The best feature of STATSPACK is that it stores Oracle performance information in a set of 25 tables that can be used to develop historical trends. By interrogating these tables, Oracle professionals can gain tremendous insight into the relative performance of their databases.
The STATSPACK utility is the evolution of Oracle's utlbstat.sql and utlestat.sql utilities. In Oracle7, these utilities were used to gather an elapsed time report of Oracle performance. In Oracle8, this concept has been enhanced by STATSPACK to allow for the capture of the elapsed time report into a set of tables. As seem below, the 25 STATSPACK tables provide a complete picture of everything that's going on within the Oracle database.
 




The STATSPACK schema contains several control tables. The stats$parameter tables controls the thresholds for collection of detailed information, and a table called stats$level_description provides information regarding the level of detail collected with a snapshot.

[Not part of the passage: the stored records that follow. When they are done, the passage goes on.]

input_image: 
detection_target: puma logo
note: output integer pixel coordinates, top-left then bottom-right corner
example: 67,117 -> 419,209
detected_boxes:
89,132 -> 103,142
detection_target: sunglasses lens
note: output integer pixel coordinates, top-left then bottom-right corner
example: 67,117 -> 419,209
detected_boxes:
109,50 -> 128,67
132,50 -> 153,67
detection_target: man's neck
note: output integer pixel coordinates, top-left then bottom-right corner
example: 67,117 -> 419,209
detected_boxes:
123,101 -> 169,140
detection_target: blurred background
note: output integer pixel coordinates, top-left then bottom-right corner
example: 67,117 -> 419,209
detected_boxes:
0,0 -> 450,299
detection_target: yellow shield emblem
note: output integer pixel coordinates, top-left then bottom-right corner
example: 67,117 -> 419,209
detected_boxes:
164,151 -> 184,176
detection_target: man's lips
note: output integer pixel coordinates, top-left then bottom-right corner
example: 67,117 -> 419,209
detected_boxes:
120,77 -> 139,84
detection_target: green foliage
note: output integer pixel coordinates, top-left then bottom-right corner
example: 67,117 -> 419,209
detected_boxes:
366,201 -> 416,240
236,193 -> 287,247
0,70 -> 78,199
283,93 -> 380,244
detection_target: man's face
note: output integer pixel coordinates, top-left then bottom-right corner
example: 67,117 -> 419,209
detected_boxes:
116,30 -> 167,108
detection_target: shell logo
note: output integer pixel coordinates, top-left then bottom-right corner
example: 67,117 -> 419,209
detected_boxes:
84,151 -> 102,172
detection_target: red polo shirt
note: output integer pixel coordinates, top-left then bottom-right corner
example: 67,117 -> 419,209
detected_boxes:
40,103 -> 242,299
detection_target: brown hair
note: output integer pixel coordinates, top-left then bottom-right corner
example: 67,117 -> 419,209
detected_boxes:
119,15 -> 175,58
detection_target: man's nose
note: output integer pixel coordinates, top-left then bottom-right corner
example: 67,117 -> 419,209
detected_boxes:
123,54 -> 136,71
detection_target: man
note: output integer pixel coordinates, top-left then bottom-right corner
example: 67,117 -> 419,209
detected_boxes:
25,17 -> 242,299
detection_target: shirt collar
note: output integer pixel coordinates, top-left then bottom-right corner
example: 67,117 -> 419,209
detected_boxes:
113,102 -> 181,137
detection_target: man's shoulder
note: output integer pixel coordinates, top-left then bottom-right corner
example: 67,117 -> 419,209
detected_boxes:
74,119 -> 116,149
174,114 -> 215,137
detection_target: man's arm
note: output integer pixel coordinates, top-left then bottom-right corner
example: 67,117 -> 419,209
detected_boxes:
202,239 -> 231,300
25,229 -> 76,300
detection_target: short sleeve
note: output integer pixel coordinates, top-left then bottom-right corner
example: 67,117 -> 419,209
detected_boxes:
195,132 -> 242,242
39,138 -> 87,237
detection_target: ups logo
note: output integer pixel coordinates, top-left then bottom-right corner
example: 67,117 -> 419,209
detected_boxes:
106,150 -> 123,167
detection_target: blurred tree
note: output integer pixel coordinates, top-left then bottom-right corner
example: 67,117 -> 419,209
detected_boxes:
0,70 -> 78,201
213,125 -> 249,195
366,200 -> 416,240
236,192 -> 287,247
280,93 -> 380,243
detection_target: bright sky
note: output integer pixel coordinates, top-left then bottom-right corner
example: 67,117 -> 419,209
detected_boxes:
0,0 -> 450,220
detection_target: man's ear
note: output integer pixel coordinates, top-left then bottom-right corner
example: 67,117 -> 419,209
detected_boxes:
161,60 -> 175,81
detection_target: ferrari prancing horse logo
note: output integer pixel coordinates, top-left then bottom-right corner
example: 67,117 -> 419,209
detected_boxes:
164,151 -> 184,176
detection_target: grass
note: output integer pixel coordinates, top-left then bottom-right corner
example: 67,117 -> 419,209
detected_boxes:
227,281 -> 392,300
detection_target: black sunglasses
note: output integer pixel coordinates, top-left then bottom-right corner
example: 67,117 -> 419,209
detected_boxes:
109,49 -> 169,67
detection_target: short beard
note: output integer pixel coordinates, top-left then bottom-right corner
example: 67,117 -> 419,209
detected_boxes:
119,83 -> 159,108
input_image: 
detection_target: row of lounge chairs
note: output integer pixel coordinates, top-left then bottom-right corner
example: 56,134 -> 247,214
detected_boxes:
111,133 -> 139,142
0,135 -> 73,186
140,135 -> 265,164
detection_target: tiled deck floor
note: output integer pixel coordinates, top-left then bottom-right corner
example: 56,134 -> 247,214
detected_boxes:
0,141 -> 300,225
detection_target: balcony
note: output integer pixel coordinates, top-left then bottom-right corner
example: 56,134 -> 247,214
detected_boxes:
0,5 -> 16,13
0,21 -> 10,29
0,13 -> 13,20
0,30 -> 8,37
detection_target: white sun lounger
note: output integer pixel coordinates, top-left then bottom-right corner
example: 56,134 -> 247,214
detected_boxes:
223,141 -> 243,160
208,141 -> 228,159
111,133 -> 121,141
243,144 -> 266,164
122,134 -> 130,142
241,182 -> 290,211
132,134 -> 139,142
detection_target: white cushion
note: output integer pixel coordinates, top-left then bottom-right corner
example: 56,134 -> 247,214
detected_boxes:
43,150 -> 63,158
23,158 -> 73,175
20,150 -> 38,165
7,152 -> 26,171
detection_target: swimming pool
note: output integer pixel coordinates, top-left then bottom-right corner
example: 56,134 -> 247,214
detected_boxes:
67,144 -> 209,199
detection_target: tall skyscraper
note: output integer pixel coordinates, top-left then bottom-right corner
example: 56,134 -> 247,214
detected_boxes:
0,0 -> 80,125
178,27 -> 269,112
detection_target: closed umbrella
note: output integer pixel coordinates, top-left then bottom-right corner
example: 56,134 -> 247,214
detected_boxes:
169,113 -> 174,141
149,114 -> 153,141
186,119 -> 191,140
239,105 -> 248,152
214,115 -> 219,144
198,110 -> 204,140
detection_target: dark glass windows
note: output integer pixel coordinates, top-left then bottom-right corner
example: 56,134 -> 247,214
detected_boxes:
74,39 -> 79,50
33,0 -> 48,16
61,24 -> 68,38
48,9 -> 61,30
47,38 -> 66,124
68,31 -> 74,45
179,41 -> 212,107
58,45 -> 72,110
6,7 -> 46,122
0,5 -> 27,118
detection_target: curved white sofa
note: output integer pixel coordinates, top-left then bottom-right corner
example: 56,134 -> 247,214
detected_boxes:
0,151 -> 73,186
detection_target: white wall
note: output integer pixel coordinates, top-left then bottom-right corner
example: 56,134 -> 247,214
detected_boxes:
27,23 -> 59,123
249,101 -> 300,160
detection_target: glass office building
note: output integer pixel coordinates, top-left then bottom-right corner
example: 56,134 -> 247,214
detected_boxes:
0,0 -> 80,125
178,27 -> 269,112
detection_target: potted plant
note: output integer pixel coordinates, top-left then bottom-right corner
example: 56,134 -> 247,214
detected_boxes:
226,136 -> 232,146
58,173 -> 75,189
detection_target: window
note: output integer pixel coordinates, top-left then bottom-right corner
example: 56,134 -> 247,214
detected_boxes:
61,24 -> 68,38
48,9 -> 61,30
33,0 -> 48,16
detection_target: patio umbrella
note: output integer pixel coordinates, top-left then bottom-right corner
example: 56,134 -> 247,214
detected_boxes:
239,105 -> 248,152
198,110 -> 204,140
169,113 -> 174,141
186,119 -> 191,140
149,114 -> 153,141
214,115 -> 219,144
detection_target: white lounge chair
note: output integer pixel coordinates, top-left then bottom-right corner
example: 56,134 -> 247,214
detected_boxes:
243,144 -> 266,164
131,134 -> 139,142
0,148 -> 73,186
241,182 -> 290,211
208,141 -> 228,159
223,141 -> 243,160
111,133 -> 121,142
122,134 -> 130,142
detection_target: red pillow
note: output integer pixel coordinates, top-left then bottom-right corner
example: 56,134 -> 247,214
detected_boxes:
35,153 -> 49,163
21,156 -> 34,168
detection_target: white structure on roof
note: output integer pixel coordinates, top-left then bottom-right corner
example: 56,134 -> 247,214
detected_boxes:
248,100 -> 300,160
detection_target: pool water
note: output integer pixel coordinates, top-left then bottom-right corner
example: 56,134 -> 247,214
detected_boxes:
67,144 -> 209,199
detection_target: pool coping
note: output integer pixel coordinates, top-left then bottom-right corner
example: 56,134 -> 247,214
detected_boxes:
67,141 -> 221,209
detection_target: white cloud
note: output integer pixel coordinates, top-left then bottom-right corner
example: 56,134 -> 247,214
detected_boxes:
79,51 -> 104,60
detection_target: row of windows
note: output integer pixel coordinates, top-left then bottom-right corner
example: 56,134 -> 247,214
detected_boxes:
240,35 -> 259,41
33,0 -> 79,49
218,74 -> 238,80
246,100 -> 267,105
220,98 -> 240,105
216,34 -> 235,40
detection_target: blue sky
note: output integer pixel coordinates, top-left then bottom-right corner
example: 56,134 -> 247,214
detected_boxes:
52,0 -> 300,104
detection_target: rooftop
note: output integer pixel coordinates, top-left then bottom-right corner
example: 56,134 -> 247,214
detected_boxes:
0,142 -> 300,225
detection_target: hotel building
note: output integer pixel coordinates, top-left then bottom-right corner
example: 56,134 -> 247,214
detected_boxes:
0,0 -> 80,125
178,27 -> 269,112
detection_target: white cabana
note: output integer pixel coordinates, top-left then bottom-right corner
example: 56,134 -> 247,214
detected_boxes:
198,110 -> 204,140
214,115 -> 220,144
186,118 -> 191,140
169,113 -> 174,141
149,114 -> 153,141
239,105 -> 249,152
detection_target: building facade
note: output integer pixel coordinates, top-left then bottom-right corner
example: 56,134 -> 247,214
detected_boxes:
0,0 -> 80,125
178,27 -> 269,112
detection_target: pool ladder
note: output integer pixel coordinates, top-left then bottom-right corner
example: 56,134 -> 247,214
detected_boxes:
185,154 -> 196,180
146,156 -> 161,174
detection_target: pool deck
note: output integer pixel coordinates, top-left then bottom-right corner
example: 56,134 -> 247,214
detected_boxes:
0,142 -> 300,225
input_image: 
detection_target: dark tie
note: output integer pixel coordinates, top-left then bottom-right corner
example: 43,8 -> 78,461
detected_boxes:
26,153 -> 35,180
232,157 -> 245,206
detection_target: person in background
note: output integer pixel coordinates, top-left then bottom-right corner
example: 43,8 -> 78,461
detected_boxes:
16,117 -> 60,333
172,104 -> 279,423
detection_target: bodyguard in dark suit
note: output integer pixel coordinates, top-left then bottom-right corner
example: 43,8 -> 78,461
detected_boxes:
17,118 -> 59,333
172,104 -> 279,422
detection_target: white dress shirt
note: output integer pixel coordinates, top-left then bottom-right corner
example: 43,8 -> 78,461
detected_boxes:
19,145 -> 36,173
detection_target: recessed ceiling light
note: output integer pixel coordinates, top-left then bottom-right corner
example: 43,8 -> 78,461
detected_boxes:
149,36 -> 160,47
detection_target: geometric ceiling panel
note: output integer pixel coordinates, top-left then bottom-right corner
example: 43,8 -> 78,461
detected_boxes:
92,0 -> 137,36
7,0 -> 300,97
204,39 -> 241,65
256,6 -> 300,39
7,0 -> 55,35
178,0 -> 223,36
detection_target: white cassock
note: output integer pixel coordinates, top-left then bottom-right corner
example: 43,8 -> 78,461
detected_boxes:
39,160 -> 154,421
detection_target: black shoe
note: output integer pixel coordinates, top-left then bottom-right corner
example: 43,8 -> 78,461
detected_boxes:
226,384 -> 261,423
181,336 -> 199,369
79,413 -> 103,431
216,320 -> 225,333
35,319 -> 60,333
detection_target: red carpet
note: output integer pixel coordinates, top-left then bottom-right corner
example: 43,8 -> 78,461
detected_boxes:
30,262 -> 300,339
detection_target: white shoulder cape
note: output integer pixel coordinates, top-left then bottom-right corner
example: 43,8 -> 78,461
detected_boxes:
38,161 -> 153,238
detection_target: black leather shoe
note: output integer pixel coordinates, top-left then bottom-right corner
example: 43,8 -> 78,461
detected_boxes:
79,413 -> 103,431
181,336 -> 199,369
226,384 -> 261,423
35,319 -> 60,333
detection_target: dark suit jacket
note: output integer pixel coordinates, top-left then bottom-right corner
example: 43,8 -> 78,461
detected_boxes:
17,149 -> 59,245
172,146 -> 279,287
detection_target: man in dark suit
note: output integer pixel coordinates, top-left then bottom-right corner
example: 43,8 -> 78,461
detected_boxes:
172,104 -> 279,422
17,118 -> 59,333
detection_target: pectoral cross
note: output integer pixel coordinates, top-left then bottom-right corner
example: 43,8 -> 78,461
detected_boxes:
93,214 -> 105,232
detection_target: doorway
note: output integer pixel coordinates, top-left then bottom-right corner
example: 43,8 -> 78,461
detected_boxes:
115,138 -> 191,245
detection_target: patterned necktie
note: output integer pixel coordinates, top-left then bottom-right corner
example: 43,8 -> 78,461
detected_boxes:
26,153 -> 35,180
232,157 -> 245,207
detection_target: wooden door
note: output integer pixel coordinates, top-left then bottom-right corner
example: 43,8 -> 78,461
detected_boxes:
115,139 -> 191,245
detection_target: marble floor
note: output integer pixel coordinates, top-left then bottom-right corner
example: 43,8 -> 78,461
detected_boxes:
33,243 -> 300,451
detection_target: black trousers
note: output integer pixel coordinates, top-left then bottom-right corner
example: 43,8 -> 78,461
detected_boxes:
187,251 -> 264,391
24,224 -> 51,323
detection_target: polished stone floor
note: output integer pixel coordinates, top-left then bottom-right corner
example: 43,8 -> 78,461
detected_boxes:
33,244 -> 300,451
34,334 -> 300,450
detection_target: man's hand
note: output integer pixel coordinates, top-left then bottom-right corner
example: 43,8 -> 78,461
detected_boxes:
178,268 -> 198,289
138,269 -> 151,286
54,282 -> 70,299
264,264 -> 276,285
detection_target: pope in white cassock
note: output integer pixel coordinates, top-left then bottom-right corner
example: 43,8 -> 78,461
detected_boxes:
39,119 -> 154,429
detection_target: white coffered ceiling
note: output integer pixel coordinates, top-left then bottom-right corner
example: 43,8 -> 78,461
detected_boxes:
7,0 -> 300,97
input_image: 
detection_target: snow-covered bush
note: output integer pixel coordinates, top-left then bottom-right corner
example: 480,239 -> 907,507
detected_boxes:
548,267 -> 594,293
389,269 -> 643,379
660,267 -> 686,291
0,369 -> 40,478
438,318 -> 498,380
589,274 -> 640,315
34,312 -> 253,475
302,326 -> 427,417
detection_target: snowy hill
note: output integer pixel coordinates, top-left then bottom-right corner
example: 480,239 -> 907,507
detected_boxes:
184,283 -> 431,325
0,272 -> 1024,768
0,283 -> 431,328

Within a STATSPACK installation, the stats$sql_summary table will grow very rapidly because STATSPACK will extract SQL from the library cache every time a snapshot is executed. Hence, the Oracle administrator has to be careful to set the appropriate threshold values for stats$sql_summary data collection to ensure that the database doesn't run wild, consuming multiple megabytes of information every day.

The main anchor for STATSPACK is the table called stats$snapshot. This table contains the snapshot ID for all of the subordinate tables and the snap_time indicating when the snapshot was taken. Oracle also implements all of the subordinate tables with referential integrity, using the on cascade delete option. 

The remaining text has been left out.